Pratik önerilerde bulunmam gerekirse; söze benim çok sevdiğim bir cümleyle başlamak istiyorum; “Eşine değil ilişkine güven”. Eşiniz ya da siz, insan olarak harika olabilirsiniz ancak, evlilik modeliniz sorunluysa ve mutlu değilseniz, eşinize ya da kendinize güvenmeniz güçleşecektir. İyi bir insanı terk etmek, çoğu zaman iyi bir ilişkiyi terk etmekten daha kolaydır.
İşte ilişkinizle ilgili gözden geçirmenizi istediğim aldatılmayla ilişkili risk faktörleri;
-Eşinizin annesi ya da babası rolünde iseniz ya da çocuğu gibi davranıyorsanız ve sevgili enerjiniz yoksa risk altındasınız.
-Ciddi cinsel sorunlarınız ya da uyumsuzluğunuz varsa risk altındasınız.
-Çok farklı aile ve evlilik modellerinden geliyor ve eşinize kendi modelinizi dayatıyorsanız risk altındasınız.
-Farklı kişisel gelişim düzeylerindeyseniz ve birlikte gelişmeye dirençliyseniz, risk altındasınız.
-Biz içinde ben olamıyor, birbirinizi bunaltıyorsanız risk altındasınız. Unutmayın merkezinde olan ve bağımlı davranmayan bir insan her zaman daha çekici algılanır. Sürekli eşinizin üzerine gitmek, onu kontrol etmeye çalışmak, her şeyi birlikte yapmaya çalışmak; 3üncü bir kişinin araya girmesiyle sonlanabilir.

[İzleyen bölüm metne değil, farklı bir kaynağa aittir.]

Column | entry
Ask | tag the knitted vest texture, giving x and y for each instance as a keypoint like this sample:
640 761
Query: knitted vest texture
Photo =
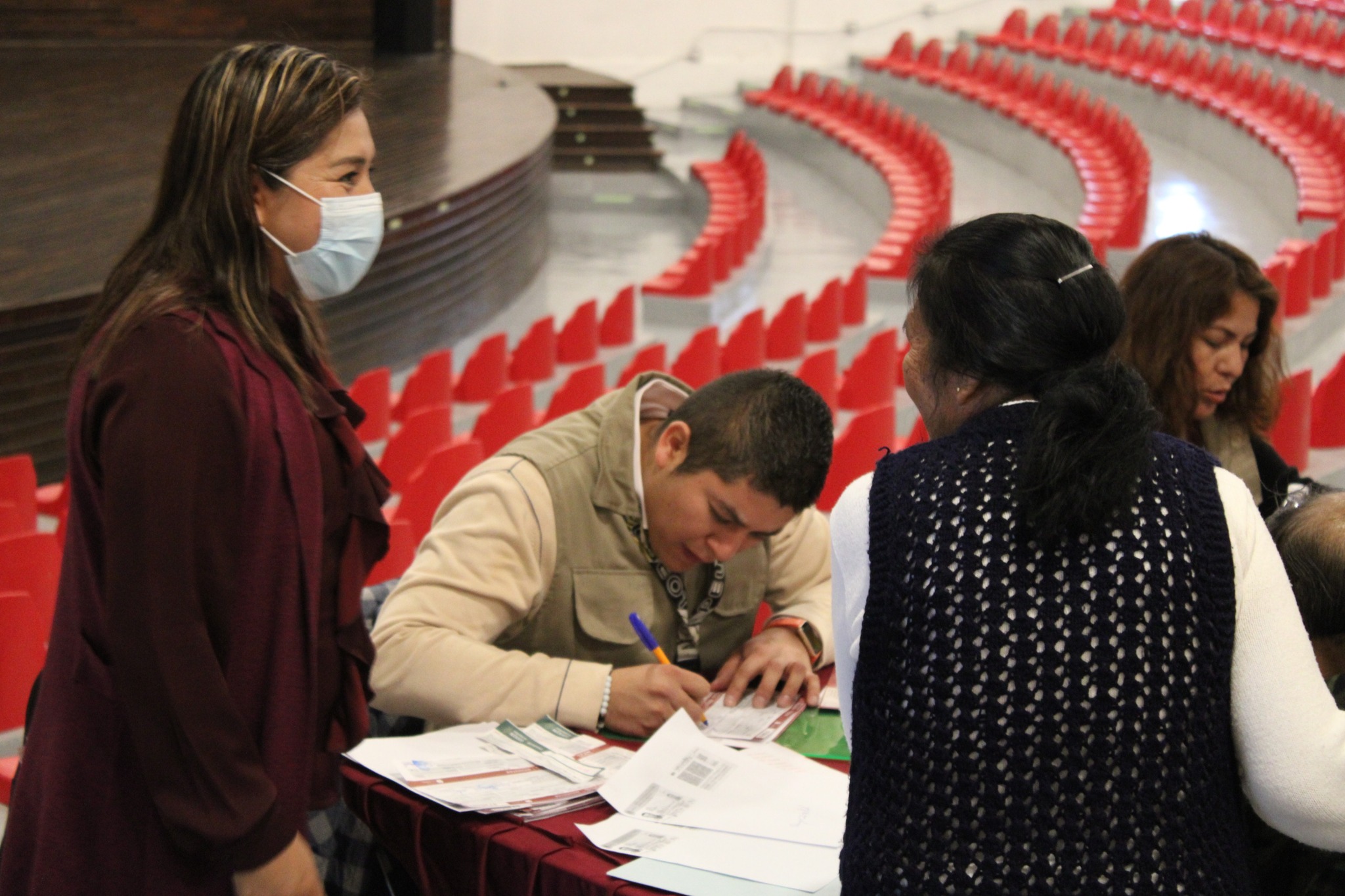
1043 717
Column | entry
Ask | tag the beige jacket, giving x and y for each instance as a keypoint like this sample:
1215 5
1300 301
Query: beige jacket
485 570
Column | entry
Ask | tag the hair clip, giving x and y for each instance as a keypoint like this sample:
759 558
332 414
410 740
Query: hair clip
1074 273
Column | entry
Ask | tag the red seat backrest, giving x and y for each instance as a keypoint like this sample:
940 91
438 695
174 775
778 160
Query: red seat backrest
857 450
424 431
1292 433
430 385
433 481
486 371
872 378
32 563
698 362
580 389
23 651
372 390
820 371
508 417
651 358
535 356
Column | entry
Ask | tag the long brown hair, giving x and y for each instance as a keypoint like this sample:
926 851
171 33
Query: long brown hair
255 106
1173 291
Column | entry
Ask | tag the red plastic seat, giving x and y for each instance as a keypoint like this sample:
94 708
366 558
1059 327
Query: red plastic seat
651 358
431 385
854 305
1292 433
580 389
424 431
1328 426
372 390
857 450
872 378
432 482
825 313
23 651
820 371
509 416
32 563
618 327
486 371
19 490
401 550
579 339
533 359
745 347
789 330
698 362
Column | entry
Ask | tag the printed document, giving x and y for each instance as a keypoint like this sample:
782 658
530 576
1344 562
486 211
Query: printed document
768 861
681 777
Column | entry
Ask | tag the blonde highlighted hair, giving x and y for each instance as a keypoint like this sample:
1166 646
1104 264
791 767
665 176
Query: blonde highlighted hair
255 108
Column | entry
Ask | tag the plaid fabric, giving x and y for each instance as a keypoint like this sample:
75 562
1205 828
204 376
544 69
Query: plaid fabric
349 859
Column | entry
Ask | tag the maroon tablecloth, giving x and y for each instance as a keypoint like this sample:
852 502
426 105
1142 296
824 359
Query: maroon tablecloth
468 855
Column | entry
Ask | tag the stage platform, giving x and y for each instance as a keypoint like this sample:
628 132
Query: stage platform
463 164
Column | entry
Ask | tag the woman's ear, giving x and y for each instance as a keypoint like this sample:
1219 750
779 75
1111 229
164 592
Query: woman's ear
673 445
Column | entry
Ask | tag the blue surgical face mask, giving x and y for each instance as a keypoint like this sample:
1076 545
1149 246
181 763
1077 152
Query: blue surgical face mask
351 233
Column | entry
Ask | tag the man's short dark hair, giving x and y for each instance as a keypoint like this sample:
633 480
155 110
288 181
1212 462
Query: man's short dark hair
766 426
1310 536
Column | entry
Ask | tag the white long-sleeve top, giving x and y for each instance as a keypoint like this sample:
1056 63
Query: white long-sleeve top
1287 734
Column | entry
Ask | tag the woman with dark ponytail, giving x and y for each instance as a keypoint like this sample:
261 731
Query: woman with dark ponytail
1049 696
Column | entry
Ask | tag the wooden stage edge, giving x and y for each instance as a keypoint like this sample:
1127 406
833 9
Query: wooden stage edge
463 164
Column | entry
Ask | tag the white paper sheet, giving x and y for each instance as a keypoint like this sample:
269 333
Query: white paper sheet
456 769
694 882
681 777
768 861
744 721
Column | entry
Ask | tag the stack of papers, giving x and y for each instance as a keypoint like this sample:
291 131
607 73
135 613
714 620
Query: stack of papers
764 815
744 725
466 770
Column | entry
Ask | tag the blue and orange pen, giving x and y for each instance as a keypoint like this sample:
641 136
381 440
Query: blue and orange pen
653 645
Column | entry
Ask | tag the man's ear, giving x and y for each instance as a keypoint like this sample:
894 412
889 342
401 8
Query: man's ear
673 445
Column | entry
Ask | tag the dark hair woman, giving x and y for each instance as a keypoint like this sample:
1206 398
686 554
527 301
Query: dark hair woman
1034 612
1200 332
208 658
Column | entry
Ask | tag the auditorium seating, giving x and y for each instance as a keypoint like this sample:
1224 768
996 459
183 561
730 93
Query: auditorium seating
1101 142
1304 131
424 492
736 187
907 155
430 385
372 390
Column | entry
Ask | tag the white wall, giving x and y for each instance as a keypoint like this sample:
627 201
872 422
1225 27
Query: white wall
705 47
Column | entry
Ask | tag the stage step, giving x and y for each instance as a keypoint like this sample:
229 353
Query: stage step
599 125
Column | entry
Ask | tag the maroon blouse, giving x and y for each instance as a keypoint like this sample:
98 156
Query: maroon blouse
181 685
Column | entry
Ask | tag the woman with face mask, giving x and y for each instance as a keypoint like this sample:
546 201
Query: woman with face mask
1199 330
209 661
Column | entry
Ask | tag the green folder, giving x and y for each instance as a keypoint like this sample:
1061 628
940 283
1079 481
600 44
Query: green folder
818 735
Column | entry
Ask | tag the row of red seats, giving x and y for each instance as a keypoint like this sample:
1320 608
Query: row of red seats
1302 129
736 187
904 151
1103 144
1273 30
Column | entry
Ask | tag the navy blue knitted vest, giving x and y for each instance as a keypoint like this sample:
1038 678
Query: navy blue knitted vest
1043 717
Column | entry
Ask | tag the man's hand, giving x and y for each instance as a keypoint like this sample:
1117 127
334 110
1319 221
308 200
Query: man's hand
778 656
643 698
290 874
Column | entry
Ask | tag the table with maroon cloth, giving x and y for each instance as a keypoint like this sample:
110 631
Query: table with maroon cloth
471 855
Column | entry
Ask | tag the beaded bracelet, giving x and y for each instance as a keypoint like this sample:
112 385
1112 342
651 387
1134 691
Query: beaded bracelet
607 698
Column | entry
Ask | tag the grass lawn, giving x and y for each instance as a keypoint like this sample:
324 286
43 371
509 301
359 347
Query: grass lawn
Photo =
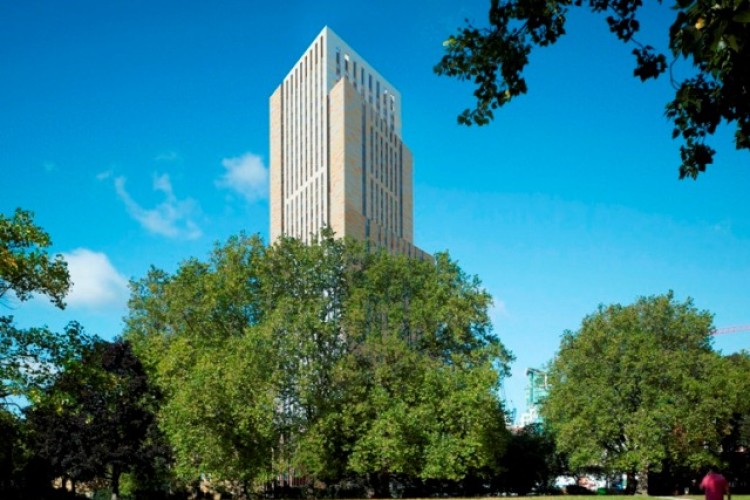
618 497
597 497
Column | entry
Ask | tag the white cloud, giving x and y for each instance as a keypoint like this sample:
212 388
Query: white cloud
96 282
246 175
171 218
102 176
168 156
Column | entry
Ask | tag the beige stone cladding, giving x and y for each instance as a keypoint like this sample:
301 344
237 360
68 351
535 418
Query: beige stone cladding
337 158
276 196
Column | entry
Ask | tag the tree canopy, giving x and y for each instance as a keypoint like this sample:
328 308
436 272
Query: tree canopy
322 360
639 386
25 265
714 36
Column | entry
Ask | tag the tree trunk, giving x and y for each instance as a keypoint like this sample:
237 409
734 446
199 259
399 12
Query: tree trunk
632 483
380 483
115 483
643 481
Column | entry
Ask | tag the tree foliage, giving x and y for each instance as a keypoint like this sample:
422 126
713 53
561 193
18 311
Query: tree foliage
714 36
322 360
639 386
98 418
25 265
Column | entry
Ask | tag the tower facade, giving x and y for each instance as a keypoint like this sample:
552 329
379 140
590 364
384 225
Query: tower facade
337 158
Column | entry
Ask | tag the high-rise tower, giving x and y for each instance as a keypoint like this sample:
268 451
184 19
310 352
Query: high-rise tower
337 158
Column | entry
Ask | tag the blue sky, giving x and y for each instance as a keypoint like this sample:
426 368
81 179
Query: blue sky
138 134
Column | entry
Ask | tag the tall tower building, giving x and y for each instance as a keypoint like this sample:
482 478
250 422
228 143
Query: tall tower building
337 158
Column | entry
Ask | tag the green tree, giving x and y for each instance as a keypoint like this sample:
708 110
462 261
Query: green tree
25 265
531 462
199 334
419 382
323 358
735 446
28 357
639 386
713 35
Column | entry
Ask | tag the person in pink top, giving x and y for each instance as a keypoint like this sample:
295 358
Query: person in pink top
715 485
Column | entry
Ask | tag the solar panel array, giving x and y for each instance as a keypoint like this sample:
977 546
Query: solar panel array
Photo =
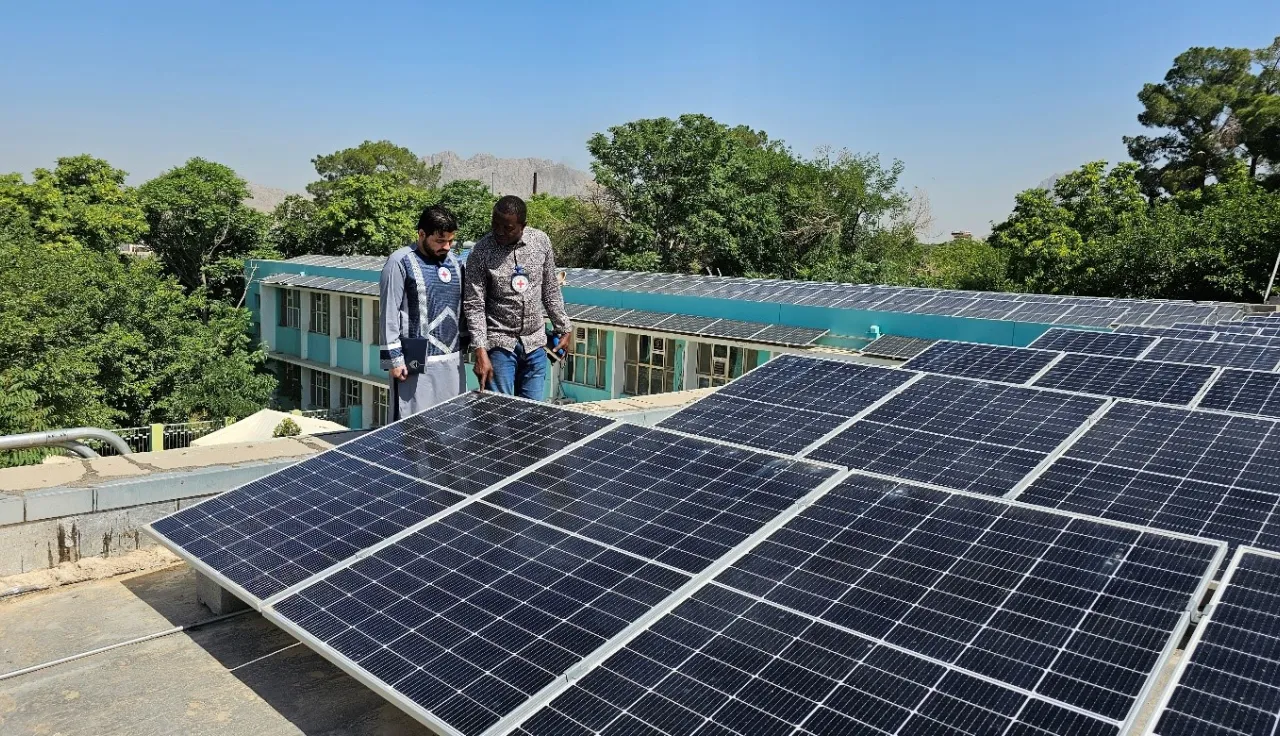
695 325
1226 684
1080 311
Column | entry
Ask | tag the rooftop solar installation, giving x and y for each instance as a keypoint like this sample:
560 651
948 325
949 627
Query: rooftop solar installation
960 433
890 608
787 403
1196 472
896 347
282 529
679 501
464 621
1180 333
1226 684
1125 378
1244 392
279 530
474 440
1253 357
983 361
1093 343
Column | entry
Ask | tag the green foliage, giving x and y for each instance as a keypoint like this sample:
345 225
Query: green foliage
82 200
200 228
287 428
1216 109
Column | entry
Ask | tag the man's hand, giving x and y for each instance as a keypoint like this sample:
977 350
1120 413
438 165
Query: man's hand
483 369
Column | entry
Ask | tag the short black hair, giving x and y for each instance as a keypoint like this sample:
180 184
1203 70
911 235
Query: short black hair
435 220
512 205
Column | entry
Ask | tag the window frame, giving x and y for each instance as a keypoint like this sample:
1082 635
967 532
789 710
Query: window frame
291 309
579 362
348 318
320 307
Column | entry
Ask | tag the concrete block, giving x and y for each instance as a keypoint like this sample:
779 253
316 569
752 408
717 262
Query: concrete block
60 502
13 510
114 467
45 475
215 598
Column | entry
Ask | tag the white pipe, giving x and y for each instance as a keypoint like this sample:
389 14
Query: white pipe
110 647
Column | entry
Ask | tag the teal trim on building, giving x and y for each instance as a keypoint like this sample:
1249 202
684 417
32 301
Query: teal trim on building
318 348
288 341
350 355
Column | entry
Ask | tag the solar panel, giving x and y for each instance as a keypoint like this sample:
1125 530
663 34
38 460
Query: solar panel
279 530
1180 333
990 362
896 347
1244 392
1125 378
679 501
464 621
282 529
475 440
787 403
959 433
1226 682
1255 357
890 608
1093 343
1196 472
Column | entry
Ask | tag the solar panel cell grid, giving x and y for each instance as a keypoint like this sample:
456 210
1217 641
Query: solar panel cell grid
990 362
279 530
1244 392
960 434
1069 609
1253 357
1125 378
679 501
1093 342
474 440
1229 684
472 615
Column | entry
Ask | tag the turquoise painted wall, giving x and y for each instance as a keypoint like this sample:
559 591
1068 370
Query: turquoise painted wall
350 356
288 341
374 364
318 348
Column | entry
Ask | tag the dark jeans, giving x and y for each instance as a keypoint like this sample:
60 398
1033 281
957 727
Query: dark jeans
519 373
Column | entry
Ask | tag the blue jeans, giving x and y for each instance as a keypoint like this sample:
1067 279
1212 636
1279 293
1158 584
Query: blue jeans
519 373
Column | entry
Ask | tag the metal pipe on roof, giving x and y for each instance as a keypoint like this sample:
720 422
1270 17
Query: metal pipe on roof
62 437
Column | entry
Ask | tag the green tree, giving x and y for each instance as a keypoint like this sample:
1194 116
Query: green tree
1214 110
82 200
200 228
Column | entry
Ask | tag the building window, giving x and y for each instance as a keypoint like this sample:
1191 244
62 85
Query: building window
291 385
720 364
649 365
291 309
319 314
348 392
350 314
319 389
382 402
586 362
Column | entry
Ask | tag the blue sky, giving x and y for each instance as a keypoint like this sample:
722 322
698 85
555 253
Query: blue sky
978 100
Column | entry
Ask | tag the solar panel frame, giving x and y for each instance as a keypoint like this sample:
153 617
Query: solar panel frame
1215 720
1226 355
1244 392
1000 364
1093 342
1178 384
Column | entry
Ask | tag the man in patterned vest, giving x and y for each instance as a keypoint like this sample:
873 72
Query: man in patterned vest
421 332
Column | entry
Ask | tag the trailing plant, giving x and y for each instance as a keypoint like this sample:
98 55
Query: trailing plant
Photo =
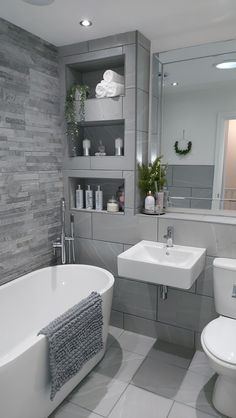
152 177
70 108
184 151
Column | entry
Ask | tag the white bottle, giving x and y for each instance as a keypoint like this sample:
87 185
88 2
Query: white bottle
149 202
79 198
89 198
99 199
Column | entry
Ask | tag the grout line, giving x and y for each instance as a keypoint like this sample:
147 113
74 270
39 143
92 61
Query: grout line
170 409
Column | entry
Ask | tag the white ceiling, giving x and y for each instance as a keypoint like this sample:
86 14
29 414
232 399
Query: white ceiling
168 24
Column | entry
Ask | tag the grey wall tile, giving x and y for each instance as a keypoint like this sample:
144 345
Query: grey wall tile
145 42
205 281
98 253
73 49
82 224
103 109
159 330
130 65
117 319
188 310
124 229
142 110
113 41
218 239
142 147
193 176
136 298
143 69
129 109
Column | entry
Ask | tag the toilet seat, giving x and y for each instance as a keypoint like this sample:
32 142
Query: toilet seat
219 337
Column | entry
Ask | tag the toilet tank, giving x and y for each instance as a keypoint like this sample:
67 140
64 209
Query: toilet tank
224 274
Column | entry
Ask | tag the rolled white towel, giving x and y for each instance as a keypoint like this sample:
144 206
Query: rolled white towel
101 90
110 75
114 89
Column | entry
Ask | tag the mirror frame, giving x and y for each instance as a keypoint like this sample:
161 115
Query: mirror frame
168 57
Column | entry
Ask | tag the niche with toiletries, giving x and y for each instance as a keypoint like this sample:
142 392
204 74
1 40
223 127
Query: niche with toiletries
97 194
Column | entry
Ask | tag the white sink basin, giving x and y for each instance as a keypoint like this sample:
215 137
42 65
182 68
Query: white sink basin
153 262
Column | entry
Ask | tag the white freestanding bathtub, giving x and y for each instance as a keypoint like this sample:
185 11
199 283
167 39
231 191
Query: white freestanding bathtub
26 305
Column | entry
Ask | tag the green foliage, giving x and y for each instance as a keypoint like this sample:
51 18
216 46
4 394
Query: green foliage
152 177
70 109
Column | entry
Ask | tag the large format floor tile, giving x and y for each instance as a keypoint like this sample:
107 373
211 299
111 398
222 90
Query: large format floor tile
69 410
160 378
200 364
119 364
114 334
138 403
196 391
136 343
172 354
182 411
98 393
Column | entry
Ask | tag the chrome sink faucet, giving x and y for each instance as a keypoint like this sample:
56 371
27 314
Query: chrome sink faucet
169 236
61 242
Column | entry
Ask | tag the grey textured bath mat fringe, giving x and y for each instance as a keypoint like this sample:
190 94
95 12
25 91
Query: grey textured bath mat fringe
73 339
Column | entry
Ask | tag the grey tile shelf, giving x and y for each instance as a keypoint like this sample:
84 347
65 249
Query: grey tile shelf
109 186
96 211
106 131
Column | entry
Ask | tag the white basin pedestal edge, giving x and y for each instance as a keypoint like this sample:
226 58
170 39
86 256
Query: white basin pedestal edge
153 262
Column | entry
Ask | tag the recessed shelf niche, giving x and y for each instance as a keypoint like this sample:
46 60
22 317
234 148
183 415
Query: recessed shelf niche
109 187
104 131
91 72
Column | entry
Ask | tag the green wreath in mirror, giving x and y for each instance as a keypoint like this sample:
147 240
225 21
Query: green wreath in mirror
182 151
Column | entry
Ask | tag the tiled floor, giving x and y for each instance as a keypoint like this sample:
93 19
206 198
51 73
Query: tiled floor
140 377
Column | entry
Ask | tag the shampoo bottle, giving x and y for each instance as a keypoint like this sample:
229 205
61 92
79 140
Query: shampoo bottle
79 198
149 203
89 198
99 199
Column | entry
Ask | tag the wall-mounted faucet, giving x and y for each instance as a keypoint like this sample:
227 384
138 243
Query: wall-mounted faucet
169 236
61 242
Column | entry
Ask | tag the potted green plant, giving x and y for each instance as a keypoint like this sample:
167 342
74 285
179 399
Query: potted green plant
152 176
80 93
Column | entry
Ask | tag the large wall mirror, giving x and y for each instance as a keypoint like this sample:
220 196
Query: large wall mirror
194 101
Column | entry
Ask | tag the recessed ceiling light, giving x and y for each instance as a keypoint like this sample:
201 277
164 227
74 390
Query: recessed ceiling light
86 23
226 65
39 2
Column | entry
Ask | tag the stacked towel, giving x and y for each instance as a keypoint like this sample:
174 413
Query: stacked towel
112 85
74 338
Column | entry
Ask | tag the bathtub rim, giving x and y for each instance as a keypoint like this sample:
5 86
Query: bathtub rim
33 339
109 275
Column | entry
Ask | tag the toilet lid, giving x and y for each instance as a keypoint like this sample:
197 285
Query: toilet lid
219 337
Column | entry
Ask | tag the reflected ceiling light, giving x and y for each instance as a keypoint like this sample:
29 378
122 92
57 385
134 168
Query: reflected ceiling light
39 2
226 65
85 23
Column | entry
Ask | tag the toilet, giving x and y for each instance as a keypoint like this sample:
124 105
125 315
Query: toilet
218 338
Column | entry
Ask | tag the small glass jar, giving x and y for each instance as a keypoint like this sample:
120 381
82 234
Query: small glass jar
121 198
112 205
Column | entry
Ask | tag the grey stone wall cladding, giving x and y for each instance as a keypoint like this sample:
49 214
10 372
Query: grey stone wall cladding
30 151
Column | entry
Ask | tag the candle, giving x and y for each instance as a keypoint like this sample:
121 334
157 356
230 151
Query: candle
118 146
86 146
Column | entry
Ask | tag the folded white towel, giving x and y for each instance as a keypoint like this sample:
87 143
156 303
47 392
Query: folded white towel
110 75
115 89
101 90
109 89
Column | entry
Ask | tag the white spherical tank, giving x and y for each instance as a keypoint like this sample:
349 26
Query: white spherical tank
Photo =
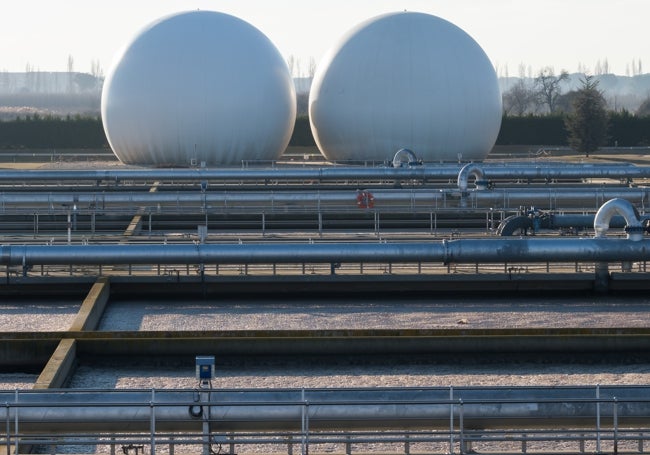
405 80
195 87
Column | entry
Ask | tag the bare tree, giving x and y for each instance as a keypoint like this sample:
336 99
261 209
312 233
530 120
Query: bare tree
96 69
519 99
548 86
70 71
587 124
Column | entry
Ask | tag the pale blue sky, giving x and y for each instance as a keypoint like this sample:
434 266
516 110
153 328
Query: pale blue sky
558 33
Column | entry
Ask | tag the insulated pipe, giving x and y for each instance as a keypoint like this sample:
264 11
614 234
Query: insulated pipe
621 207
471 169
78 411
497 250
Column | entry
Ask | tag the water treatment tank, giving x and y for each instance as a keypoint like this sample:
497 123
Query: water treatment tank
195 87
405 80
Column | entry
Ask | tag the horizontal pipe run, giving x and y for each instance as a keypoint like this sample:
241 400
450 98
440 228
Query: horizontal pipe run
498 250
383 199
548 171
283 409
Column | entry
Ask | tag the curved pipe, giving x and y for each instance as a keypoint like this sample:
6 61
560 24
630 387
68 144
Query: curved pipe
622 207
74 411
385 200
404 153
471 169
494 170
497 250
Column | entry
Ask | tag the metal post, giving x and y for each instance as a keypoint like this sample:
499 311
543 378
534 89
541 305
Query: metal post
152 410
598 418
8 429
376 223
69 227
320 223
615 416
460 426
305 425
16 425
451 420
205 398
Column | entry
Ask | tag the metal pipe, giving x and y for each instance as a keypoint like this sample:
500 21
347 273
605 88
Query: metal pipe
546 171
79 411
634 227
411 159
471 169
497 250
383 199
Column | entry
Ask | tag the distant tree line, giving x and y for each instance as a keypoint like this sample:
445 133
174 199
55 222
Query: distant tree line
43 132
51 132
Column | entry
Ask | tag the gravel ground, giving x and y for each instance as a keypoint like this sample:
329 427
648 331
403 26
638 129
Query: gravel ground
37 315
376 314
329 314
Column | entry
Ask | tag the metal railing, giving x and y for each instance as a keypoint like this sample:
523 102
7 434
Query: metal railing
600 425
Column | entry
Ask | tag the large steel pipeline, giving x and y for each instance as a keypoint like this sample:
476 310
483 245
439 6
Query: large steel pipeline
325 409
496 250
383 199
522 170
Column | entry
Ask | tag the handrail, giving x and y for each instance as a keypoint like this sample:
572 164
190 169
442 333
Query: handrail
460 416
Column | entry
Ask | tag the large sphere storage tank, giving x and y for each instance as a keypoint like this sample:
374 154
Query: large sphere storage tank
405 80
196 87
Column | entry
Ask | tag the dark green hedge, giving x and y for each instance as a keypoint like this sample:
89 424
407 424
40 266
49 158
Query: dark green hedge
625 130
53 132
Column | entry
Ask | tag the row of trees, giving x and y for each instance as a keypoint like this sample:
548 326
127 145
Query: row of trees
51 132
623 129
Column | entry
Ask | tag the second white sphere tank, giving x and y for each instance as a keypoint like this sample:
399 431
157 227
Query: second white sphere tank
405 80
195 87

-Zayıf bir evlilik ve aile repertuarınız varsa, yakınlaşma korkusu ya da ilgi gösterme sorununuz varsa risk altındasınız.
-Ortak ilgi alanları yoksa ve gelecekle ilgili farklı yönlere bakıyorsanız risk altındasınız.
-Siz ya da eşiniz evliliğe sadece kutsal, monoton bir kurum gibi bakıyorsanız ve hareketi, heyecanı dışarıda arıyorsanız risk altındasınız.
-Çekirdek aile sınırlarıyla, büyük aile kültürü arasında uzlaşma sağlayamıyorsanız, risk altındasınız.
İstisnai durumlar dışında (ağır kişilik sorunları ya da psikiyatrik durumlar) aldatılma korkusunu azaltmak, iyi bir evlilik analizi ve oluşan riskleri azaltmakla mümkün olabilir.